The Chelan City Council will look at options to manage the 18-hole golf course privately instead of with city-hired workers.
The discussion has raised concern among some longtime golfers who worry their public course could become private, or might cost too much for retired golfers on a fixed income, said Mayor Bob Goedde. Located at 1501 Golf Course Drive above the lake’s north shore, the city has owned and operated the course for more than 35 years.
“We’re not selling it. We’re going to make it work,” Goedde said Monday. “We just need all the options on the table.”
The city will hear about a variety of alternatives — from leasing the course to hiring a private firm to manage it to continuing as a city-operated venture — at a workshop from 6 to 8 p.m. Dec. 6 at City Hall.
Representatives from the private firm, CourseCo, Inc., in California, will be there to answer questions about private management, but no decisions will be made yet, he said.
“What we’re doing is looking at the golf course as a business, and we’re looking at it to pay its own way,” said Charles Sablan, city parks and recreation director.
He said it’s unclear exactly why the course is losing money. Some say the course isn’t as well maintained as it once was, while others blame declining revenues on the recession, fewer golfers, the low cost of a season pass or the lack of marketing, Sablan said. Weather also plays a big role in how many rounds of golf are played each year, he said.

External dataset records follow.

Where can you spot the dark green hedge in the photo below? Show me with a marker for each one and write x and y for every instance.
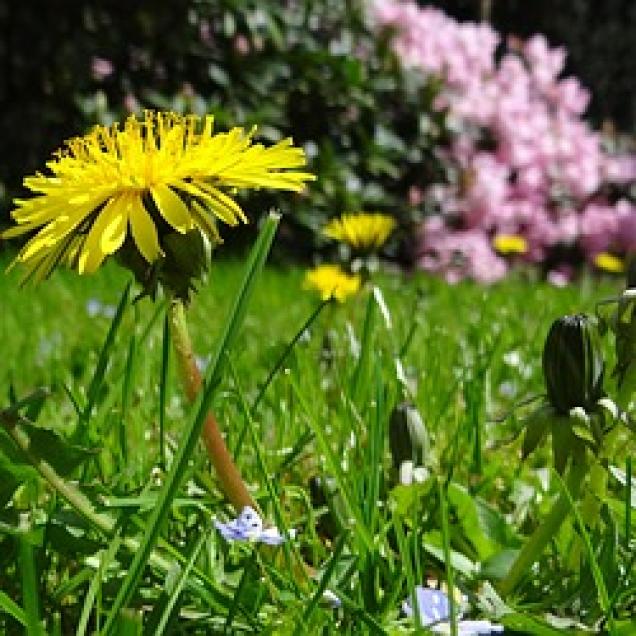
(310, 69)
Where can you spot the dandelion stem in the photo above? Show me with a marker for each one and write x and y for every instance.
(534, 546)
(228, 474)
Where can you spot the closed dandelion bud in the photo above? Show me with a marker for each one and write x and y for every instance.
(408, 438)
(573, 364)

Chelan isn’t the only city with a golf course that’s having trouble staying in the black, said Ed Getherall, senior project director at the National Golf Foundation’s consulting services.
“It’s definitely a trend that municipal golf courses are struggling, and not just recently but over the last decade,” he said. Some are definitely turning to professional management companies, or lease agreements, for help, he said.
Getherall said that it’s largely a market issue. Across the country, many new golf courses were built in the 1990s, causing an oversupply of golf courses in some markets, he said. The sluggish economy hasn’t helped.
Getherall added that golfing fees won’t necessarily go up if the city decides to lease or hire a private firm to manage the golf course. Public employees tend to require more wages and benefits, he noted, so a privately-run course can save money on labor costs. Four full-time employees — including a golf pro and an assistant golf pro, a greenskeeper and a maintenance employee — along with several part-time seasonal employees, are currently paid by the city.
Cheryl Grant, the city’s finance director, said the financing issues at Chelan’s city course are complex, but when looking solely at maintenance and operations at the city-operated course, it lost more than $23,000 in 2010, and nearly $40,000 in 2011. The city has also spent more than $900,000 for equipment and capital improvements over the last 10 years, and for the golf course to be truly self-supporting, it must also cover those costs, she said.
Grant added that an embezzlement from the course’s pro shop in 2009 and 2010 didn’t help its revenue issues, but isn’t at the root of the problem.
A former Cashmere resident pleaded guilty last year to stealing as much as $10,000 from the shop to help finance her schooling. The city reported that almost $20,000 was missing.